According to the pension plan's last private equity report, LAFPP's
portfolio exceeded its benchmark median returns for 18 of the 20 reported
vintage years, with 10 years exceeding the median benchmark by more than 300
basis points and six years exceeding the median benchmark by more than 600
basis points.
Since 1996, LAFPP began investing in private equity with about a 2%
target allocation. As the portfolio grew, pension officials have continued to
increase the target allocation. Last year, LAFPP increased its target private
equity allocation to 12% from 10%.
Florida
State Board of Administration took another route to achieving its high
risk-return ranking. Officials there are limiting the number of active private
equity relationships to 50 to 55, said John Bradley, senior investment officer,
private equity, in an interview. The board currently has an active roster of 49
private equity managers and an inactive list of 12 managers that won't get
further funding for reasons of portfolio construction, Mr. Bradley said. For
example, a manager might end up on the inactive list if a new fund is much
larger than the current fund, which results in the manager investing in larger
companies — moving the firm from a midcap buyout specialist to large-cap
buyout.
"We set guidelines on allocations to large, midcap and small-cap
buyout" and there may be no more room for a new large buyout manager, Mr.
Bradley said.
Currently, FSBA's private equity portfolio is tilted toward buyouts,
with 65% of the private equity in those funds. The buyout portion of the
portfolio is evenly divided between small, medium and large because pension
officials can commit as little as $25 million and as much as $300 million to a
fund, Mr. Bradley said.
Fund officials are comfortable with the smaller manager roster because
they maintain a deeper focus on diversity of exposures to everything from
geography and industry to the average size of the investments, said Ash
Williams, FSBA's CIO and executive director, in the same interview.

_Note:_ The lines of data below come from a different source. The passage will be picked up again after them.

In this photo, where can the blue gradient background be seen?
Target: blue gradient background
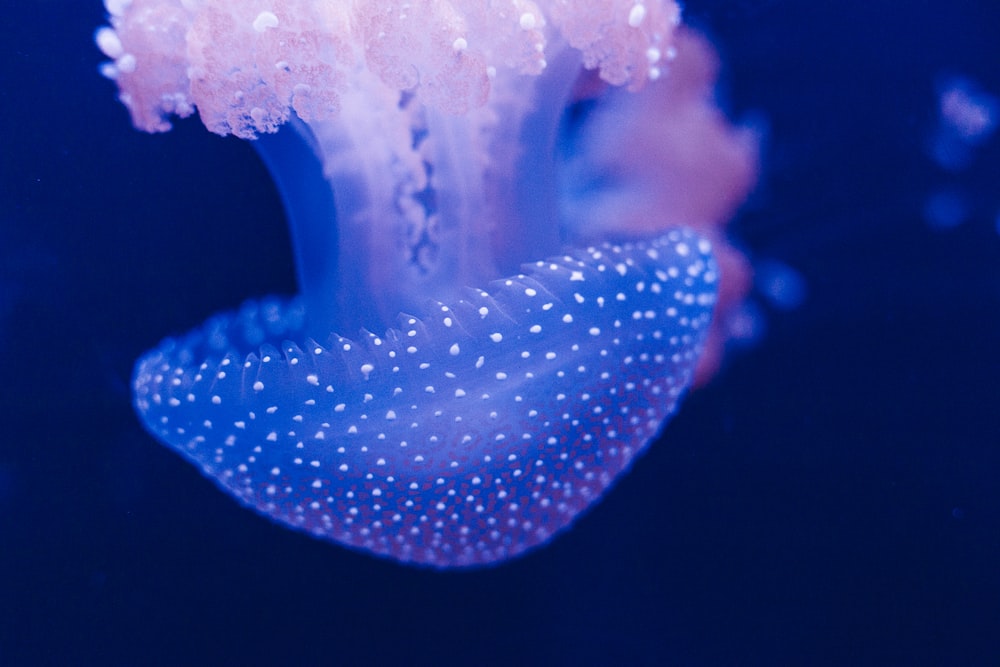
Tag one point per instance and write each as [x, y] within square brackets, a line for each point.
[831, 499]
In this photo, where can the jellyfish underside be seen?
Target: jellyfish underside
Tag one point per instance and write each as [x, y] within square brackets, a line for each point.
[465, 370]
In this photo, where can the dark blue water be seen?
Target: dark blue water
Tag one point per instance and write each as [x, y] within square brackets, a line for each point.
[831, 499]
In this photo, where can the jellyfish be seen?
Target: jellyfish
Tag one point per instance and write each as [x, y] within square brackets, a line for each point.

Referring FSBA's ranking on the P&I and HEC list,
he said: "We are pleased and thankful that our efforts have been validated
by our results."
Not an easy task
HEC's Mr. Gottschalg said diversification can make a portfolio less
risky, but achieving diversification it is trickier than it seems.

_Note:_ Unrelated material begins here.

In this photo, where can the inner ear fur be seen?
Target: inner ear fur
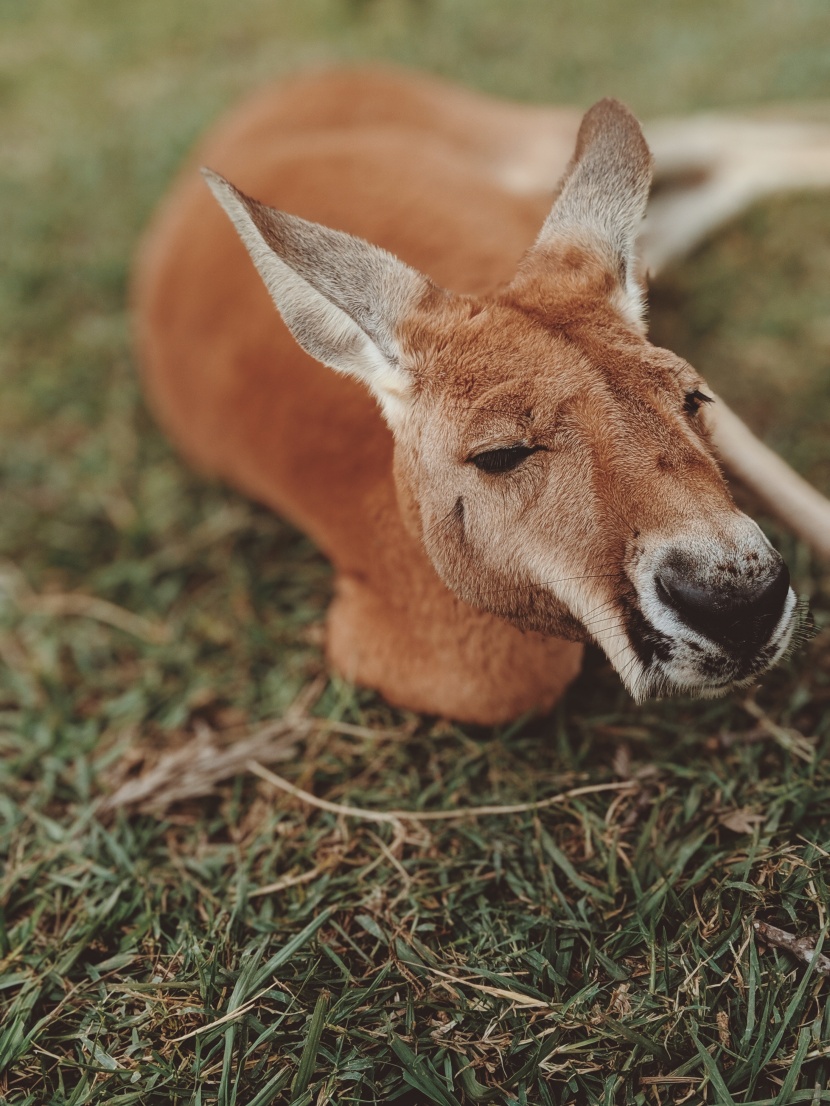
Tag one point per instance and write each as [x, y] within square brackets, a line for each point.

A private equity portfolio could hold hundreds of funds, but if most are
invested in similar companies in the same industries, the portfolio is exposed
to a greater risk should that industry falter, Mr. Gottschalg said.
In creating the rankings, Mr. Gottschalg and his colleagues took the
average of two scores: one based on portfolio return and a risk score based on
a bottom-up, value-at-risk approach on all active investments made by buyout
funds of vintages 2004 to 2013. The higher the average, the better the ranking.
But some industry researchers aren't convinced that there is enough data
available to make a risk assessment. The American Investment Council, a private
equity trade group, releases quarterly returns that aren't risk adjusted, said
Bronwyn Bailey, Washington-based vice president of research and investor
relations.
"I'm skeptical of anyone who says they have found the quantitative
measurement of risk in private equity," Ms. Bailey said. "Usually,
finance defines risk as volatility but private equity doesn't have the same
volatility as the public markets and it's difficult to measure risk associated
with illiquidity."
She said researchers have been trying to unravel this knotty issue.
Making matters worse is that the data researchers need are not publicly
available because neither LPs nor GPs are required to make it public, Ms.
Bailey said.
"Company level data is the holy grail," she said. "I
think it would be great for researchers to look at portfolio companies and roll
the analysis up to determine which firms are really creating alpha but without
direct access to this data, external researchers will have hard time finding a
relevant data set at the company level."